Finland would never have applied for a loan had there been the slightest indication that it would be refused. The refusal is a staggering political blow. It is the greatest bloodless victory that Stalin has had thus far. It is, at the same time, aid and assistance to the most immoderate forces in Germany. The moderates have been trying to stay Hitler’s hand by telling him that another aggression against a neutral state would outrage all neutral countries, particularly the great United States.
Now the Congress has given notice that our outrage will only be expressed in sending a handsome wreath to the funeral, bearing the inscription, “He was an upright man and paid his debts.”
We will collect money from individuals to feed the innocent neutral victims of the Russian or German steam roller. Millions for bandages and food, but not 1 cent for a gun with which to defend yourself.
Save your money, friends. Dead men don’t eat.
We must bring ourselves to realize that every action taken by the United States government today has positive diplomatic and political effects, outside and inside the United States.
The international effect of Congress’s refusal to distinguish between declared wars among great powers and undeclared assaults on neutrals is to strengthen revolutionary gangsterism all over the world outside this country and inside it as well.
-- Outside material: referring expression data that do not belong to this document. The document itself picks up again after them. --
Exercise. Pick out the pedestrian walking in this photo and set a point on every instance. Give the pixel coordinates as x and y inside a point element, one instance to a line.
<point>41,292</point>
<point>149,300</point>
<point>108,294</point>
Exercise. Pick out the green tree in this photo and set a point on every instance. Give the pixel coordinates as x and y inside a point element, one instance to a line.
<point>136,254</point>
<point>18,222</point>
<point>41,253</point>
The Communist Daily Worker, the mouthpiece of the Soviet government, published right in New York and distributed to American workers, is jubilant this morning.
Does the American Congress not know that the very subversive elements for the investigation, of which Congress has already given millions to the Dies committee, are all rejoicing today?
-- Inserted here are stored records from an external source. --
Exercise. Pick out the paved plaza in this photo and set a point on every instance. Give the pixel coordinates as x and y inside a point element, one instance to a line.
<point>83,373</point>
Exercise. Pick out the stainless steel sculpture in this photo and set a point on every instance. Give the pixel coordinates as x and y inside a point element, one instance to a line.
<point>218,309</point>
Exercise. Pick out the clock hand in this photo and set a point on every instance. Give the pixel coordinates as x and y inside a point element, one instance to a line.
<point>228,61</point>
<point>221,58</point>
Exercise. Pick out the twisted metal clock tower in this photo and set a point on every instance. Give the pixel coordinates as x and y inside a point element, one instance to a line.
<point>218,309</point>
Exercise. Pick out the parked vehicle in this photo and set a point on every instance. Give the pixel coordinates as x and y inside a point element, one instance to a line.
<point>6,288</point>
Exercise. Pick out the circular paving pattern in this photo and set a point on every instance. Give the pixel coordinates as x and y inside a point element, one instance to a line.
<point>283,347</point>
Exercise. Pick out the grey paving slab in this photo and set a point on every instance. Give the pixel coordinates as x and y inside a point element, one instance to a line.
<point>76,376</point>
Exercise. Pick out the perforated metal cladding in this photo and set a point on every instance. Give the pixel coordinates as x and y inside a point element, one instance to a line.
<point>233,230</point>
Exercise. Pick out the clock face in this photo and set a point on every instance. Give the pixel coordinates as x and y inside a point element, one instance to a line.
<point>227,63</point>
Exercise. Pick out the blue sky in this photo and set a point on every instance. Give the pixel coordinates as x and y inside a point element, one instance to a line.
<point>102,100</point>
The essential propaganda of the Christian Front and the Communist party and the German-American Bund, whose leaders are at this moment under indictment or already condemned for fraud or planned violence, is that there are war-mongering profiteers.
It is no concern of ours, according to them, whether Finland, Sweden, Norway, Holland, Switzerland, the solid, solvent nations embodying as deep a Western culture as exists—are cynically erased off the map tomorrow.
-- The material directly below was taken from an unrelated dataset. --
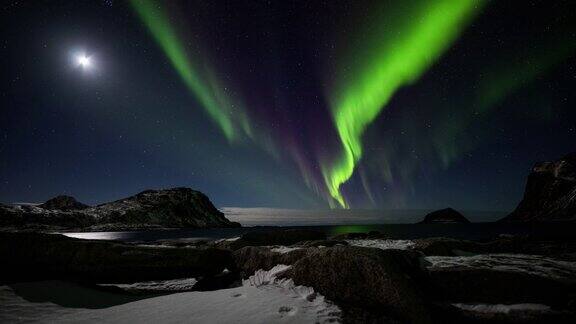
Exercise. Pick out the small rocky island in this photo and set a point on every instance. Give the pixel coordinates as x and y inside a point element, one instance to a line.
<point>445,216</point>
<point>150,209</point>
For in the welter of destruction and despair that will follow such collapse the gangster with the gun will be the sole rallying point. Meanwhile, in the United States, a bland and complacent feeling of security and isolation will have been created. The distinctions between right and wrong, between aggression and defense, between civilization and barbarism, will have been broken down. “If we lend money to the Finns we shall be dragged into war,” must be put alongside Earl Browder’s statement before the Dies committee that he would try to make a civil war in the United States if this country were ever in hostilities with the Soviet Union.
Does not the Congress see the connections between these things?
And where is the consistency in our policy? We refuse to recognize territorial changes brought about by force. We do not recognize Manchukuo or the Bohemian-Moravian state carved by Germany out of Czecho-Slovakia. We stand for the sanctity of treaties and the rule of international law. We have exacted from the nations of the world a solemn pledge not to resort to war as an instrument of national policy. We have lent money to China and refused to apply the neutrality act in the Far East. We have in all our words stood for order and recognition of law.
But if we turn down the loan to Finland we shall stand for international anarchy and hope that, by repressive measures at home, we can stop it from spreading here—while we give notice to the world that the United States is scared.
But this time I think Congress has made a mistake. It is wrong in gauging public opinion. The American people want to send substantial help to Finland with the object of helping Finland and all the other neutrals resist invasion. Conversation with any man you speak to in the street shows it. The people have a far better instinct than Congress has. They know that the earth is round and that if this anarchy spreads we shall suffer.
The behavior of Congress indicates, however, that the nation is at present without leadership and without policy. The party leadership has collapsed. The Republicans are not following anyone, and neither are the Democrats. There is no direction in foreign policy. Congress is not accepting the views of the Department of State. We are not, in short, being governed or being allowed to govern ourselves.
What happens from day to day depends upon how senators and congressmen have laid their bets on the political roulette wheels. This preposterous irresponsibility sows confusion abroad, breaks down the confidence of this nation and leaves us open to intermittent and inexplicable waves of fear.
This is unfortunate. We are not behaving like ourselves.